There it was; all laid out on in front of me. A kid baseball player’s dream.

For me, this scene played out at Harbuck’s or Crawford Womack’s. For you, it might have been another place at another time.

But we all come back to that same core memory – getting a new baseball glove.

For a kid, getting a glove is like getting a new friend. There’s a certain knowledge that if you take care of it, it will take care of you. You’d hang onto it well beyond its life expectancy because you just couldn’t bring yourself to move on to another.

It just didn’t seem right to treat a friend like that.

One of the great things about a baseball glove is that it is completely unlike almost any other purchase you make. When Dad bought you a bicycle, you’d hop on and away you’d go. Instant satisfaction. Nothing to it.

Not a baseball glove. There’s a process involved that can’t be taken for granted. From the moment you tried it on until the day the strings started coming out, you had to care for it like it was a newborn because in many ways, it was.

Crawford Womack had a sporting goods store on Southern Avenue and I got (almost) every glove I had from there until he sold the business in 1973. The memory of walking in the door and seeing what seemed like miles and miles of baseball gloves is something that will always live with me.

Rawlings, Wilson and Spalding brands all basically saying “pick me” as I tried to adsorb the aura that lay before me. Mr. Womack, who I am convinced was 137 years at the time, would be in there firing up a stogie and ready to offer a recommendation if needed. But he knew the deal; you don’t just grab a glove and take it to the checkout counter.

They all had subtle differences – color, texture, size – but one glorious similarity. They all smelled like heaven.

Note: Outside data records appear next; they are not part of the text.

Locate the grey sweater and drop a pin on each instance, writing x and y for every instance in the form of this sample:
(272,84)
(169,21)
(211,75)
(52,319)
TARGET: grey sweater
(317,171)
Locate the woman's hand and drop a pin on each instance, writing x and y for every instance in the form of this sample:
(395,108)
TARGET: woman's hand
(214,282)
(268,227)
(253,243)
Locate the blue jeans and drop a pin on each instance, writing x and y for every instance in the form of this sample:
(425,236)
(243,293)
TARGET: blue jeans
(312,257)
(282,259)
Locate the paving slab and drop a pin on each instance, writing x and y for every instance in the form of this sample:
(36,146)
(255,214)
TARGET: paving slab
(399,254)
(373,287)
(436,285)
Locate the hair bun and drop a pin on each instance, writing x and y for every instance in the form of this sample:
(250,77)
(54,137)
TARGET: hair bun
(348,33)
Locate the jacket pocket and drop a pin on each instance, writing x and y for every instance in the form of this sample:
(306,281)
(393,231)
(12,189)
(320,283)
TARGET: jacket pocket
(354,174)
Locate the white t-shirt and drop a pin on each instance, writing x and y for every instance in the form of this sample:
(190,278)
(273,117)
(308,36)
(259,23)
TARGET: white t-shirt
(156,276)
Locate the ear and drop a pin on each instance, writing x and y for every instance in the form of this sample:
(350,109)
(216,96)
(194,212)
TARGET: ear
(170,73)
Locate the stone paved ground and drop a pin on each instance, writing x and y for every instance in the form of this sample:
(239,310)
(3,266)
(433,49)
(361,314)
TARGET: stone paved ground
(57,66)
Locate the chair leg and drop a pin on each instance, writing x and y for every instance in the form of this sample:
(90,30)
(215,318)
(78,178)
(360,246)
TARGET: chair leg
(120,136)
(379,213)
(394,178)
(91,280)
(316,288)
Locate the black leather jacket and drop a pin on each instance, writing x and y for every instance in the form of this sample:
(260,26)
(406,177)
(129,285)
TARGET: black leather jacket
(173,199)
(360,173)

For a kid, you had to look inside the glove to find what might have been the real deal-breaker: Who’s autographed it? You’d much rather have a Brooks Robinson glove than a Bobby Shantz glove. I had both during my glove-buying childhood. (Quick note: Bobby Shantz, who I would never have heard of had I not had his glove model, is still alive at 100 years old and is the last surviving major leaguer who played in the 1940s.)

But the life of a glove truly begins when you get home. Buy a set of golf clubs and you can hit them in the parking lot. Buy a basketball and you can dribble it on the way out the door.

To get a glove broken in and ready for gametime, you need equal amounts of time and TLC. And just about every glove-owning family has a secret recipe that is as proven as grandma’s six-cheese casserole.

There is the run-over-it-with-the-family-car method, which we never tried (for fear of tire tracks).

Others would tightly wrap it with tape around the outside and leave it alone for a few days.

I’ve heard others who would dunk it in water to help break it in, though I think that’s pure blasphemy.

At the Marshall household, we subscribed to the put-it-under-the-mattress method but ALWAYS with a ball inside of it. Sure, we’d wake up with a sore back, but hey, no pain no (leather) gain. A few days under the ol’ Sealy and we were well on the way.

But the job wasn’t done until the glove could completely close on its own and lay down flat though, with just the right amount of curvature; the exact opposite of the way it looked when it left Womack’s.

Or S&H Green Stamps.

I loved my mother like you wouldn’t believe – the woman taught herself to keep score at games – buy Mom took an E during my youth baseball days when she saved up enough Green Stamps (kids, ask your grandparents) to get me a new glove.

Let’s just say that the selection at the Green Stamps redemption center wasn’t quite as voluminous as the selection at Crawford Womack’s. But when I came home one day after school, I had a new baseball glove.

A Bobby Shantz model baseball glove.